La vengeance est en route, mais le pauvre justicier n'est pas au bout de ses surprises. Ainsi découvrira-t-il que Schraeger est en fait un agent infiltré travaillant pour la CIA. Ce qui explique le manque de motivations de ses patrons. Mais cet élément nouveau n'influencera pas pour autant ses intentions, la justice doit être rendue. Pourtant, Charles doit faire face à deux dangers : les services secrets tchèques, qui veulent l'arrêter, et ses propres compatriotes qui veulent l'éliminer. Le tout se réglera lors d'un final particulièrement réussi dans une salle remplie de lustres et de miroirs. Après avoir éliminé Schraeger, Heller est capturé par les services secrets tchécoslovaques. Il n'est relâché que contre la promesse de dévoiler la vérité dans un livre.
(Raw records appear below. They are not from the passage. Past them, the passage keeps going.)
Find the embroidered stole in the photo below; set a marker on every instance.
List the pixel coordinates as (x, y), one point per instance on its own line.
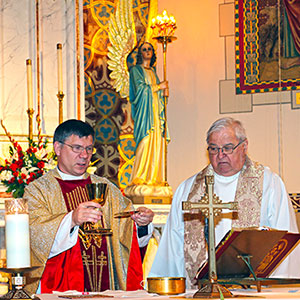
(92, 248)
(248, 195)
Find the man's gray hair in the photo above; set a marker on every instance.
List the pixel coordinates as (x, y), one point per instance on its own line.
(222, 123)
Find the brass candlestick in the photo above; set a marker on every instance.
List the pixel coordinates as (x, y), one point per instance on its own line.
(163, 29)
(18, 283)
(30, 112)
(60, 97)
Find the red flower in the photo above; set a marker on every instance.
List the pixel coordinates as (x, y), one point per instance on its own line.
(40, 164)
(20, 163)
(14, 167)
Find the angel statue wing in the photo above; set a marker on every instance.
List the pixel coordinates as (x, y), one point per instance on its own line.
(123, 39)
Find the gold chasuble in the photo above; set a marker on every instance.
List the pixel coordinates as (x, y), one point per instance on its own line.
(93, 248)
(248, 195)
(49, 200)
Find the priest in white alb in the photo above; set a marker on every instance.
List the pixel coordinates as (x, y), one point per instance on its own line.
(262, 202)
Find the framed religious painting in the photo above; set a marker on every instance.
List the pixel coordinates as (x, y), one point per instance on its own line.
(267, 34)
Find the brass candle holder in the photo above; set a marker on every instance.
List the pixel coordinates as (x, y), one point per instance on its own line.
(17, 282)
(60, 96)
(30, 112)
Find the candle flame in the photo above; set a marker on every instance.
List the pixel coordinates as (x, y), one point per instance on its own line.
(163, 25)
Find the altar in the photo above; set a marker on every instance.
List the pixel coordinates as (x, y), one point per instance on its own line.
(275, 292)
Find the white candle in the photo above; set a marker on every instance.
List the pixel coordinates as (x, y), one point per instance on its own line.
(17, 241)
(59, 67)
(29, 84)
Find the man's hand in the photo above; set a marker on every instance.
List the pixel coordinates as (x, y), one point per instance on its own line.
(86, 212)
(143, 217)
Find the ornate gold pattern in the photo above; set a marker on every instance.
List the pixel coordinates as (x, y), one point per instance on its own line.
(123, 39)
(92, 263)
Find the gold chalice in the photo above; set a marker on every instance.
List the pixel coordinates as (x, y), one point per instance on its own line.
(97, 192)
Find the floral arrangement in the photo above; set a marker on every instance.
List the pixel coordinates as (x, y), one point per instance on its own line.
(23, 166)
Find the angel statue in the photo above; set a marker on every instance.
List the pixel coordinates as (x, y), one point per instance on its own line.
(146, 94)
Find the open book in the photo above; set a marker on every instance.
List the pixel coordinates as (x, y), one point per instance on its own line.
(266, 248)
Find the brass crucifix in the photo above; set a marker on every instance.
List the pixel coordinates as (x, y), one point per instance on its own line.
(211, 206)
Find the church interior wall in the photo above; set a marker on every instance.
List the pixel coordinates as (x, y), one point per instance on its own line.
(197, 62)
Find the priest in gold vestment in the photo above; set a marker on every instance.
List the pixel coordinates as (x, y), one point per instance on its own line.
(262, 202)
(69, 258)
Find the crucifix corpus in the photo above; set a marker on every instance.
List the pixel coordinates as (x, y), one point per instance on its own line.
(211, 206)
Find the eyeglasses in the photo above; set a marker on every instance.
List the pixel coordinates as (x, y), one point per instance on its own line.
(80, 149)
(146, 49)
(227, 149)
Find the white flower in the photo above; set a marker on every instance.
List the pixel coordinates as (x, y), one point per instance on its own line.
(41, 153)
(6, 175)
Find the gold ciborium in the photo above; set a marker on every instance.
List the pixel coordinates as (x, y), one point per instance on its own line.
(97, 192)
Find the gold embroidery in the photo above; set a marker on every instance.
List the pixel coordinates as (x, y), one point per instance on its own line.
(70, 202)
(248, 194)
(86, 239)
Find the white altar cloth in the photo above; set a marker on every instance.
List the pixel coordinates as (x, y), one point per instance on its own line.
(275, 292)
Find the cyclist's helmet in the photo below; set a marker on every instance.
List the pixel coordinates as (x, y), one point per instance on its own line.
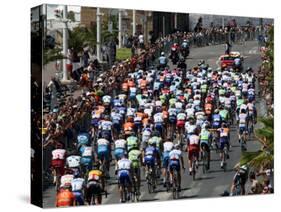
(177, 146)
(249, 69)
(243, 111)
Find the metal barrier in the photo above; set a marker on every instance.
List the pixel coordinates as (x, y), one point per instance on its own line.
(208, 39)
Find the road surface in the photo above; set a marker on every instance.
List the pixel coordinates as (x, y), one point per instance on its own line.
(216, 181)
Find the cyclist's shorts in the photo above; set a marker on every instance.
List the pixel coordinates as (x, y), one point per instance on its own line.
(117, 126)
(103, 151)
(158, 127)
(86, 161)
(193, 151)
(106, 134)
(205, 145)
(174, 164)
(165, 159)
(138, 124)
(251, 98)
(180, 123)
(132, 97)
(118, 153)
(149, 161)
(95, 122)
(78, 197)
(93, 188)
(223, 142)
(242, 129)
(172, 119)
(57, 163)
(124, 178)
(216, 125)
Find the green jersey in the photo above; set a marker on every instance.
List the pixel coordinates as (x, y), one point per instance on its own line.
(240, 102)
(224, 114)
(204, 88)
(134, 156)
(221, 92)
(132, 141)
(205, 134)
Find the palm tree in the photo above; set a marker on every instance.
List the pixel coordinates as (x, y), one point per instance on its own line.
(264, 157)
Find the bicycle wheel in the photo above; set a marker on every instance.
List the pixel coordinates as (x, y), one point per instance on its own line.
(224, 159)
(193, 169)
(174, 187)
(204, 164)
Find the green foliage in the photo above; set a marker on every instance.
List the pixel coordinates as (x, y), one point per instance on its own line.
(264, 157)
(71, 16)
(81, 36)
(50, 55)
(123, 53)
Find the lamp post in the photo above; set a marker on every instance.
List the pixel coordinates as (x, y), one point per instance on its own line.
(134, 22)
(98, 35)
(120, 29)
(65, 43)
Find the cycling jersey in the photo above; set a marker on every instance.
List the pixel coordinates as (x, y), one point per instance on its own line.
(242, 119)
(73, 161)
(66, 180)
(102, 141)
(134, 157)
(168, 146)
(132, 142)
(175, 154)
(105, 125)
(181, 116)
(224, 132)
(94, 175)
(77, 184)
(106, 99)
(58, 154)
(120, 143)
(158, 118)
(86, 151)
(65, 198)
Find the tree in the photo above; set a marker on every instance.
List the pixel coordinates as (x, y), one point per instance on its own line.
(50, 55)
(264, 157)
(71, 16)
(82, 36)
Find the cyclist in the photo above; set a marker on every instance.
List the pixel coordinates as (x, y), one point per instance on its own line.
(205, 139)
(135, 157)
(77, 186)
(65, 197)
(224, 140)
(193, 149)
(175, 163)
(73, 163)
(239, 181)
(124, 173)
(95, 185)
(120, 147)
(167, 148)
(243, 119)
(163, 61)
(58, 161)
(103, 153)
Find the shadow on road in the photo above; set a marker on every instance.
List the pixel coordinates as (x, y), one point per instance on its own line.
(188, 197)
(148, 200)
(205, 178)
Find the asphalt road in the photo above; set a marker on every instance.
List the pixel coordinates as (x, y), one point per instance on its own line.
(216, 181)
Nous sommes bien loin des espions à la "James Bond". En effet, depuis 1975-76, les fameuses commissions "Pike" et "Church" révèlent au grand public les agissements illégaux de la CIA (assassinats, manipulations, coups d'états...). Hollywood, n'étant jamais en reste, se lance dans une série de films d'espionnage dénonçant les "coups tordus" de l'Agence, comme "Les Hommes du Président", "Scorpio", "Tueur d'Elite", "Les Trois Jours du Condor", "Le Soldat"... "L'Homme de Prague" se rattache donc à cette mouvance. Le film est produit par les futurs initiateurs des trois premiers "Rambo" et inspiré par le roman du journaliste Robert Littel, l ancien correspondant de "Newsweek" et spécialiste des pays de l'Est et du Moyen Orient. Soutenu par un joli casting de professionnels : John Savage (excellent en justicier froid et déterminé), Christopher Plummer (savoureux en chef des services secrets), Ed Lauter (inquiétant) et Marthe Keller (dont c'était le dernier film d'une série de productions américaines), le résultat est un petit film d'espionnage froid et déterminé qui ravira les amateurs du genre et fera passer un agréable moment aux autres.